Always prefix Go test commands with `GOWORK=off` — without it, workspace mode
can cause confusing import errors.

### Integration tests — where most of the value is

The integration tests in `pkg/vmtransport/http` are the most important tests
in the codebase. Each test spins up a complete in-memory stack — a real SQLite
store, the full vmcontrol core, and an `httptest.Server` with the actual HTTP
handler. No mocks anywhere. This means they exercise the entire request path
from HTTP decoding through domain logic to database persistence.

Here's what each test file covers:

- **server_integration_test.go** — verifies that state carries across REPL
  calls within a single session (set a variable in call 1, read it in call 2)
- **server_templates_integration_test.go** — full template CRUD including
  startup files, capabilities, modules, and libraries
- **server_sessions_integration_test.go** — session lifecycle (create, list,
  filter by status, close, delete) and runtime summary transitions
- **server_executions_integration_test.go** — REPL and run-file execution,
  execution listing, events, and `after_seq` cursor-based pagination
- **server_error_contracts_integration_test.go** — every error path: missing
  fields (400), unknown resources (404), concurrent execution (409), path
  traversal (422)
- **server_safety_integration_test.go** — path traversal rejection with
  various attack patterns, plus output and event limit enforcement
- **server_libraries_integration_test.go** — library loading and configuration
- **server_native_modules_integration_test.go** — module allowlist enforcement,
  including the `MODULE_NOT_ALLOWED` response for JavaScript built-ins
- **server_execution_contracts_integration_test.go** — execution edge cases
  and contract refinements

### Unit tests

Several packages have focused unit tests that don't need the full stack:
`vmpath` (path normalization), `vmmodels` (ID parsing, JSON helpers),
`vmdaemon/config` (configuration defaults), `libloader` (loading files from
cache), `vmclient` (URL construction, error parsing), `vmcontrol/template_service`
(template creation defaults), and `vmexec` (executor behavior and persistence
failure handling).

### Shell scripts

The shell scripts test the system from the outside, the way a real user would:

- **test/scripts/smoke-test.sh** (~10 seconds) — builds the binary, starts a daemon,
  creates a template and session, runs REPL and file execution, and checks
  the runtime summary.
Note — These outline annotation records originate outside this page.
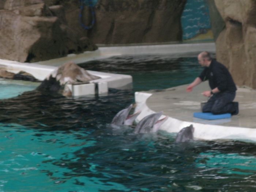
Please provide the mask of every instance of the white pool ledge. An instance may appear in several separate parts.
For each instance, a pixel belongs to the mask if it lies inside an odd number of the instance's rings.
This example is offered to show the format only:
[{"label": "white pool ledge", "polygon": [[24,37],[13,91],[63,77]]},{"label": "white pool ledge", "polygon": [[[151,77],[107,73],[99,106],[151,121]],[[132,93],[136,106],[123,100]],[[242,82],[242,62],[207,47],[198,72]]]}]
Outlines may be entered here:
[{"label": "white pool ledge", "polygon": [[[176,87],[173,88],[175,89]],[[252,91],[253,91],[252,90]],[[159,112],[161,107],[158,108],[159,110],[155,111],[154,109],[151,109],[150,106],[153,106],[151,102],[149,102],[149,103],[147,103],[147,100],[150,99],[151,97],[154,97],[154,93],[149,93],[147,92],[137,92],[135,93],[135,101],[136,103],[136,107],[135,112],[140,111],[141,113],[137,117],[136,121],[138,122],[141,120],[145,116],[153,113]],[[244,91],[243,93],[246,94],[245,91]],[[158,93],[158,98],[159,98],[161,93]],[[166,97],[166,94],[163,95],[163,97]],[[184,93],[184,94],[186,94]],[[239,95],[239,93],[238,93]],[[168,95],[170,95],[170,93],[168,93]],[[159,102],[159,101],[156,100],[157,96],[155,96],[154,99],[151,99],[151,100],[154,100],[155,102],[155,105],[158,104],[161,106],[162,104],[168,105],[168,103],[161,103]],[[170,96],[170,97],[171,97]],[[242,108],[242,101],[240,101],[240,105]],[[149,105],[149,106],[148,106]],[[168,108],[168,106],[167,107]],[[199,106],[198,108],[199,109]],[[153,107],[152,108],[154,108]],[[182,109],[181,109],[182,110]],[[183,109],[184,113],[185,112],[185,109]],[[165,110],[165,112],[166,111]],[[194,110],[194,112],[198,112],[198,110]],[[244,109],[241,111],[241,113],[246,113],[246,109]],[[237,118],[240,118],[240,121],[246,121],[246,120],[243,120],[243,114],[241,114],[240,116],[232,116],[231,118],[229,119],[223,119],[218,121],[212,121],[210,122],[209,120],[204,121],[202,120],[200,123],[200,119],[193,118],[191,117],[188,119],[189,120],[187,121],[182,119],[178,119],[178,118],[174,118],[172,116],[172,114],[174,114],[175,111],[173,111],[167,114],[168,113],[165,113],[161,117],[161,118],[163,118],[166,116],[168,117],[167,120],[162,125],[160,129],[170,133],[177,133],[182,128],[189,126],[192,124],[195,127],[195,132],[194,136],[195,140],[215,140],[217,139],[231,139],[233,140],[238,140],[247,142],[256,142],[256,125],[251,124],[253,123],[251,122],[251,123],[248,122],[248,127],[240,127],[239,124],[237,126],[229,126],[229,124],[232,124],[232,121],[237,121]],[[179,113],[179,112],[178,112]],[[193,112],[189,112],[188,115],[193,116]],[[253,114],[252,115],[254,115]],[[233,119],[232,119],[233,118]],[[210,122],[210,123],[209,123]],[[243,122],[246,123],[246,122]],[[208,124],[207,123],[210,123]],[[224,124],[225,125],[222,125]]]}]

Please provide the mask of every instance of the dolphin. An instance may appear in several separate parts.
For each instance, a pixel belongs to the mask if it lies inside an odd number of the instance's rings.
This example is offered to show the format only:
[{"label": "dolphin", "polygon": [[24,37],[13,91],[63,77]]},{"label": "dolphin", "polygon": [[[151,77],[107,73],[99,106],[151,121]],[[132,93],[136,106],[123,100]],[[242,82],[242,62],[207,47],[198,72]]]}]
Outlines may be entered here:
[{"label": "dolphin", "polygon": [[132,115],[129,115],[130,111],[132,107],[131,104],[129,107],[117,113],[111,122],[111,125],[120,126],[122,125],[131,125],[136,117],[140,113],[140,111]]},{"label": "dolphin", "polygon": [[153,133],[157,131],[161,125],[167,120],[167,116],[158,120],[163,112],[153,113],[142,119],[135,128],[135,133]]},{"label": "dolphin", "polygon": [[195,128],[192,124],[181,130],[177,135],[175,142],[186,142],[189,140],[193,140],[194,136],[193,133]]}]

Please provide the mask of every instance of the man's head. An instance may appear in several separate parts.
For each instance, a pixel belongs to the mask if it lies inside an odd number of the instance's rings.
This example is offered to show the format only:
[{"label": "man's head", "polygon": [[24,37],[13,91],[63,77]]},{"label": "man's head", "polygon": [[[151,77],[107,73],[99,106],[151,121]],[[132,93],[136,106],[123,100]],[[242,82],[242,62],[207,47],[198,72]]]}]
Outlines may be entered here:
[{"label": "man's head", "polygon": [[198,63],[202,67],[209,67],[212,60],[210,53],[206,51],[200,53],[197,56]]}]

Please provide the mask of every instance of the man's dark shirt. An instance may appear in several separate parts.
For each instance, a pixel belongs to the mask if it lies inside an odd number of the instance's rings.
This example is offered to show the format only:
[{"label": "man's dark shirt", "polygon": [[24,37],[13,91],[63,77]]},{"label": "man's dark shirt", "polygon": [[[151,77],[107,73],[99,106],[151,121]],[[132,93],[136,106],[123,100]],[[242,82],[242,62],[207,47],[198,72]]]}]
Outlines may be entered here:
[{"label": "man's dark shirt", "polygon": [[227,69],[221,63],[212,60],[208,67],[206,67],[199,77],[202,81],[209,80],[212,90],[218,87],[221,91],[235,91],[237,88]]}]

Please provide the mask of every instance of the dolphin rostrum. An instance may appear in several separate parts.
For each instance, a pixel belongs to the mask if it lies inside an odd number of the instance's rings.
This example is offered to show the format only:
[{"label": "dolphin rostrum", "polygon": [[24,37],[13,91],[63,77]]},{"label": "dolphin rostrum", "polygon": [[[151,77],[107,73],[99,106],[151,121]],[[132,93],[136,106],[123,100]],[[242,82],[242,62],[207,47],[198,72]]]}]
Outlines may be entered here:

This is your fastest feedback loop.
- **test/scripts/test-e2e.sh** — a thorough CLI loop from build through close, covering
  every major command.
- **test/scripts/test-library-matrix.sh** — specifically tests module and library semantics:
  that JSON works without configuration, that JSON can't be added as a module,
  that lodash fails without configuration, and that lodash succeeds with it.
- **test/scripts/test-all.sh** — runs everything in sequence.

All scripts use temporary databases, temporary worktrees, and dynamically
allocated ports. They're safe to run in parallel with other work.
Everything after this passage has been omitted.